Lastmanagement als Kontrollsystem für den Energieeinsatz und Lastspitzen von Induktionsöfen
Bezug zum BREF Gießerei, Ausgabe Mai 2005
In 4.2.3.1 wird auf ein möglichst effektives Induktionsschmelzen eingegangen mit der Empfehlung, die Warmhaltezeit zu minimieren. Ein Lastmanagementsystem wird dabei nicht erwähnt.
Beschreibung
In der deutschen Gießerei-Industrie sind die Strompreise zwischen den Jahren 2001 und 2012 um 40 Prozent gestiegen. Neben Energieeffizienzmaßnahmen sind daher auch Möglichkeiten zur Energiekostensenkung gefragt. Einerseits können vertragliche Gestaltungen angepasst oder Ausgleichsregelungen in Anspruch genommen, andererseits ergeben sich Potenziale durch eine effektive Leistungsbegrenzung in Gießereien.
Werden mehrere Schmelzöfen gleichzeitig betrieben, stellt die Lastspitzenbegrenzung eine Möglichkeit dar, die Energiekosten zu senken. Durch die Optimierung des Lastgangs und damit des Leistungsbezugs können Spitzenlasten frühzeitig vermieden werden. Neben der Lastspitzenbegrenzung können moderne Lastmanagement-systeme auch den spezifischen Energiebedarf reduzieren.

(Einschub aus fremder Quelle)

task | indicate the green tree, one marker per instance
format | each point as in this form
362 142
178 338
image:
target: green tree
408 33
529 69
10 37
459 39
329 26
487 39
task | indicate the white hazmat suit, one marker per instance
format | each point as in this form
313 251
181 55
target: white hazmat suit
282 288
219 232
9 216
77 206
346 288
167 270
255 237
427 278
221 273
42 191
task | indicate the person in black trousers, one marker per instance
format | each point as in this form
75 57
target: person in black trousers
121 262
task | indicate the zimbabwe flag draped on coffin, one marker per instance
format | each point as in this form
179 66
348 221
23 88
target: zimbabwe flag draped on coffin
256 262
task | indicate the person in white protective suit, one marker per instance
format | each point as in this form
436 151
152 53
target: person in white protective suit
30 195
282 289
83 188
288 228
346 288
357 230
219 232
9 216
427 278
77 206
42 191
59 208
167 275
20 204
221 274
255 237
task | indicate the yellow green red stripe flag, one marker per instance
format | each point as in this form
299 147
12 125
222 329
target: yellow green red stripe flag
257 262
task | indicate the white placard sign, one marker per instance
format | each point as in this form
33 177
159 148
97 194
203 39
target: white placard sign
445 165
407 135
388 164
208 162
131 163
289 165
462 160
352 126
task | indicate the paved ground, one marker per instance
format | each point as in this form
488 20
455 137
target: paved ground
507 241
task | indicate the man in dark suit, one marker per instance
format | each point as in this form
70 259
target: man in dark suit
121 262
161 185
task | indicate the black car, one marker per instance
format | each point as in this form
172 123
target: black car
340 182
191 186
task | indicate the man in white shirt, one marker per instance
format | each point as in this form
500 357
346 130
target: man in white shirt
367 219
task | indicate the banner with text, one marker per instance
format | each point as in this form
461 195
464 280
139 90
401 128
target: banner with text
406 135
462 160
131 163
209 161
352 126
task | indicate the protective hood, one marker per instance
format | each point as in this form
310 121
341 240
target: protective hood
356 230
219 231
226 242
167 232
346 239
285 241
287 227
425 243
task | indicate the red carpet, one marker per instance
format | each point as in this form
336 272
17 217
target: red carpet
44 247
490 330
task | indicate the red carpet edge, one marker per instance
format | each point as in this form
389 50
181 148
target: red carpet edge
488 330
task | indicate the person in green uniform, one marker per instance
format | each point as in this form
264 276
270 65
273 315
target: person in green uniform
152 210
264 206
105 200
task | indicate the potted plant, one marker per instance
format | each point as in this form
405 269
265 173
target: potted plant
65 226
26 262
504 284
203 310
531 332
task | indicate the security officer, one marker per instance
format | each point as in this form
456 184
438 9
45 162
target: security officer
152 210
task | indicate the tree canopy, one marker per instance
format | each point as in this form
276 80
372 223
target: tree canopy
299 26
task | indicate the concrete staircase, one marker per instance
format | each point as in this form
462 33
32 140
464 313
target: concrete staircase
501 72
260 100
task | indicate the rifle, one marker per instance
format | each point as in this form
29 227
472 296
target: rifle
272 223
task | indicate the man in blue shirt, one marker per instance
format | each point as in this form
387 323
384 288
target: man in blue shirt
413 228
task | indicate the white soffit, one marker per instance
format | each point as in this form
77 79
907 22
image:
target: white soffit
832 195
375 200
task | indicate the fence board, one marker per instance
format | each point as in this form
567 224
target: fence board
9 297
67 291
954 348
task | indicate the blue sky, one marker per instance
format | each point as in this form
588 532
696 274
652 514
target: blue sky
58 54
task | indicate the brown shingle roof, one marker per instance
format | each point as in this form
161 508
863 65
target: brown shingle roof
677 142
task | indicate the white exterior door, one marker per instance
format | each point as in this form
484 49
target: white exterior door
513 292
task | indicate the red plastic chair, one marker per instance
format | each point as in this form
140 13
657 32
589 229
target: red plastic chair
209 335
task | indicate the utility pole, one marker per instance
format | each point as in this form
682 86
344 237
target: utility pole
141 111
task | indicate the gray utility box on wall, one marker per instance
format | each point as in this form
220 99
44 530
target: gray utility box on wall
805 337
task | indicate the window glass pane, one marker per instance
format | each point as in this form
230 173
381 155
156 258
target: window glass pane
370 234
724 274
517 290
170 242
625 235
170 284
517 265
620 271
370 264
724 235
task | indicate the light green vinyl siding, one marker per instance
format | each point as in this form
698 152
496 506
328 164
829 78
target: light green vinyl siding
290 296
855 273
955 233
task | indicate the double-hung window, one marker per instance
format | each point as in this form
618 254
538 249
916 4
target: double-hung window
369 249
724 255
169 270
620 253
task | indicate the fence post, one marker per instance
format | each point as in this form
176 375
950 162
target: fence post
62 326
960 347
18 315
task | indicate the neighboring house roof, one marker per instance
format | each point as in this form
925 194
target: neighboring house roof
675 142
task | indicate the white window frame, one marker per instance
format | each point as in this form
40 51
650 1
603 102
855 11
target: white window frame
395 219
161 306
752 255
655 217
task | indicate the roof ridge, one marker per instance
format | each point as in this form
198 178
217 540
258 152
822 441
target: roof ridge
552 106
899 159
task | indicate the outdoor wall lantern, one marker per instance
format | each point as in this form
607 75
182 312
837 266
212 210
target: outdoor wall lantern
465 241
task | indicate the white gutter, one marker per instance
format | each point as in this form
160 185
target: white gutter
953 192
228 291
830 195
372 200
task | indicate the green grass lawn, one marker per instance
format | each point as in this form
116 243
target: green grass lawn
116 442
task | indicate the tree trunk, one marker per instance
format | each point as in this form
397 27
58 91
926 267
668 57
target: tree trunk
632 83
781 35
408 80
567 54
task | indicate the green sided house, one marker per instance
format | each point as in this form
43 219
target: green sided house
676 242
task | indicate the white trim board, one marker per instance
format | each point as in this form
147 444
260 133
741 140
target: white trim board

Die Bildung von Lastspitzen beim Strombezug beruht meist auf zufälligem und gleichzeitigem Einsatz vieler Abnehmer an elektrischer Energie. Der Energieversorger muss sich darauf einrichten, dass das belieferte Unternehmen diese Höchstmenge an elektrischer Energie (Lastspitze) dauerhaft abruft.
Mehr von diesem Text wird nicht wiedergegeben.